Thanks to raph, Michael Norrish was able to get in touch with me. Here is his message (it took me rather a long time to post this, but better late than never) which clarifies the status of HOL:

Dear Charles,

I got to your Advogato diary entries through those of Raph Levien's. Just a few things about HOL:

• It's not based on System F, but a polymorphic version of Church's simple type theory, making its type system even simpler than that of ML. This also means that it's easy to give it a set theoretic semantics.
• HOL is a direct descendent of LCF, the project that invented ML. HOL's first developer was Mike Gordon was one of the people that worked on LCF with Robin Milner in Edinburgh and Stanford. LF is later, mainly unrelated, project.

Regards,

Michael.

raph: I wish it was normal for most university professors to apply the same intellectual energy and curiosity that you do to fields outside their main area of enquiry... To answer the questions you ask:

• A theory of functions doesn't have a consequence relation, but Goedel showed, in his Dialectica paper, how it is possible for a calculus of functions to have the same mathematical strength as a proof system. This technique is called functional interpretation, and it is a very important technique in proof theory. Under this system, the pure predicate calculus (ie. FOL) can be captured by the simply-typed lambda calculus, Peano Arithmetic by the extension of the simply-typed lambda calculus by an iterator, and Z_2 by the polymorphic lambda calculus.

  Your question was: how is it that the polymorphic lambda calculus (ie.
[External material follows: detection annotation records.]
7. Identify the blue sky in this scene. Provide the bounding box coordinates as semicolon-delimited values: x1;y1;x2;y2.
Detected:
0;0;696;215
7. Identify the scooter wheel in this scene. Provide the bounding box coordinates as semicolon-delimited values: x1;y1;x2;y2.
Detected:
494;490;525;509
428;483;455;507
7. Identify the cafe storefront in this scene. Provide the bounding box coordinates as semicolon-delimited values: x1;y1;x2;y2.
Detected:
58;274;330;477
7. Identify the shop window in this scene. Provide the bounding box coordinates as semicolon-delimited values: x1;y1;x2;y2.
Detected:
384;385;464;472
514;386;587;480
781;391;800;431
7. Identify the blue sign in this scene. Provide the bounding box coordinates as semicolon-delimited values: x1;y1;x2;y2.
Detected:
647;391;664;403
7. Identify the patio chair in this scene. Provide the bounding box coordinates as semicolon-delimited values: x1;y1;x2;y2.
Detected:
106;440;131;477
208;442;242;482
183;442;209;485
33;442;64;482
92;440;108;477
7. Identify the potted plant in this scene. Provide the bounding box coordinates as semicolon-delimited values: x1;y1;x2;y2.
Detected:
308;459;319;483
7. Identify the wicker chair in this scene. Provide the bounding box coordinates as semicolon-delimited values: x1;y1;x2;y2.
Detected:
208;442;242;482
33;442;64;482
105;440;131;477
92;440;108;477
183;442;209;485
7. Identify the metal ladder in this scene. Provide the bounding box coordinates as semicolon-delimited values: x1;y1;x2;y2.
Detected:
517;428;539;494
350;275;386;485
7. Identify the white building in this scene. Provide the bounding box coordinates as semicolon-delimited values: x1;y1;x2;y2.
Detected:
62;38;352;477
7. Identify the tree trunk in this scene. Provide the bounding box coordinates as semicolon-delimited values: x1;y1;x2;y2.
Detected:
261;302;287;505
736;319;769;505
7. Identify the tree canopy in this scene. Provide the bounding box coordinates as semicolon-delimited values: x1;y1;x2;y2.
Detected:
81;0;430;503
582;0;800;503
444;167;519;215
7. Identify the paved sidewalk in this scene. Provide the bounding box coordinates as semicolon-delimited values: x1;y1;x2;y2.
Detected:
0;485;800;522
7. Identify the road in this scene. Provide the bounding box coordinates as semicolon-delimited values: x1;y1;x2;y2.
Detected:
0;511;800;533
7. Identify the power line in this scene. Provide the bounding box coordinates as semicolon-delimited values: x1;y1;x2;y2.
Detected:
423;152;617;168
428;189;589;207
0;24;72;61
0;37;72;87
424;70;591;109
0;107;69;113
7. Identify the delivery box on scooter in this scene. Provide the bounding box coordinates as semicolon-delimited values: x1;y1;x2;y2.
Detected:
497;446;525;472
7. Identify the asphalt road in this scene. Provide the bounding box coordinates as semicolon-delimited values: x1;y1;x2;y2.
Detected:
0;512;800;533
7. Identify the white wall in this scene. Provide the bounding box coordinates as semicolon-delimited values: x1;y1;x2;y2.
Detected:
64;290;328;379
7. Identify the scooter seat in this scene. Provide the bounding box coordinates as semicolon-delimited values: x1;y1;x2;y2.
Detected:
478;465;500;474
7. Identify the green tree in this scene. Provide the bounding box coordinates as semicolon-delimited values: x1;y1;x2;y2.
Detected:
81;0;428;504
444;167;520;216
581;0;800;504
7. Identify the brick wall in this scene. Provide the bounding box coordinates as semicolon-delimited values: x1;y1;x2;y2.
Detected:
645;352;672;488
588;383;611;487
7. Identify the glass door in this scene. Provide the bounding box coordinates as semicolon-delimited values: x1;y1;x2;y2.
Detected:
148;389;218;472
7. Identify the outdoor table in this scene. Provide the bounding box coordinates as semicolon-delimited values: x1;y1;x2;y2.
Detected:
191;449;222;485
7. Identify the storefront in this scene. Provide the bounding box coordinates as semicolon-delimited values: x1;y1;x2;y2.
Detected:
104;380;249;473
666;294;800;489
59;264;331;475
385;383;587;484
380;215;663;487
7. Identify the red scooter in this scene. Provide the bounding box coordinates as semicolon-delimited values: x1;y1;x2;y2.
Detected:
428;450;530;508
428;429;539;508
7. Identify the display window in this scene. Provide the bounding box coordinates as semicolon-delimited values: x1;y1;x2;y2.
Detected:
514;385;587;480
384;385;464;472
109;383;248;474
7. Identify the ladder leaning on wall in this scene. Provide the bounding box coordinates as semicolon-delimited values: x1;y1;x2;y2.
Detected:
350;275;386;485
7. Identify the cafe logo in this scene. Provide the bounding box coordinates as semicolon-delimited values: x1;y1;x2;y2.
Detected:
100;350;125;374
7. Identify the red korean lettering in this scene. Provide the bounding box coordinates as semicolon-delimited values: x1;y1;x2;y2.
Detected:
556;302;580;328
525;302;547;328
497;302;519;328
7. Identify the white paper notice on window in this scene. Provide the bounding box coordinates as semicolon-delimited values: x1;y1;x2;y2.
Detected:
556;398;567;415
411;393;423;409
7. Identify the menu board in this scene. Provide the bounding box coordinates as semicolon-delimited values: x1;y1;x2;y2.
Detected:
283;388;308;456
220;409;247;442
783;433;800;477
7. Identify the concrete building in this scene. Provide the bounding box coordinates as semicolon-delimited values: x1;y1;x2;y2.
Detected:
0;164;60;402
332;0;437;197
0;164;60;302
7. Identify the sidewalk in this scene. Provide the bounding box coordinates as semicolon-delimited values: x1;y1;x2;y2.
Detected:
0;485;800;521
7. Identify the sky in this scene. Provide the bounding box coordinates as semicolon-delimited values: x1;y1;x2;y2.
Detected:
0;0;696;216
System F) can have the same strength as Z_2? It's hard to explain without reference to Girard's proof of strong-normalisation for system F, but the essential idea is that (i) the impredicative quantification over types possessed by system F is powerful because a lambda-term possessing this form of type abstraction is abstracted over its *own* type; (ii) this quantification doesn't introduce vicious circles because we can stratify the terms of the calculus by their types, assigning a rank to them based on how deeply their most deeply nested type quantifier occurs, and the type system forbids application of terms of given rank to terms of equal or higher rank. In this scheme applications of Pi^1_k comprehension in Z_2 correspond to terms of rank k. This is a difficult idea: if you really want to understand it you should read Girard's book.

• In describing the above I avoided the details about classical vs. intuitionistic systems. With classical proof systems, the functional interpretation does not proceed as directly as for intuitionistic systems, and we need to do a bit of meta-mathematical massaging to get our correspondence. The intuitionistic logics, such as the calculus of constructions that lies behind Coq, that are in direct correspondence with lambda calculi of system F-like strength obviously do not have the principle of the excluded middle; rather less obviously it is not straightforward to add the principle without making the calculus inconsistent. So in fact classical vs. intuitionistic turns out to be an important distinction. Total vs. partial functions I think is not so important, since a good definitional scheme will allow you to move between the two representations.

How important is all this? It can become important if you either want to have automatic program extraction from proofs, or if you want a family of proof systems of radically different strength with facilities to move between representations. If you fix on an adequately powerful consequence relation expressed for a tractable language, then I think you can avoid the need for a complex metamathamatical infrastructure. For usual mathematical demonstrations Z_2 is more than enough, and I think Z_2 has a better language for mathematics than ZFC. The point is that with a powerful object proof theory, it becomes possible to capture sophisticated abstractions in the object language, so minimising the need for sophisticated transformations of definitions.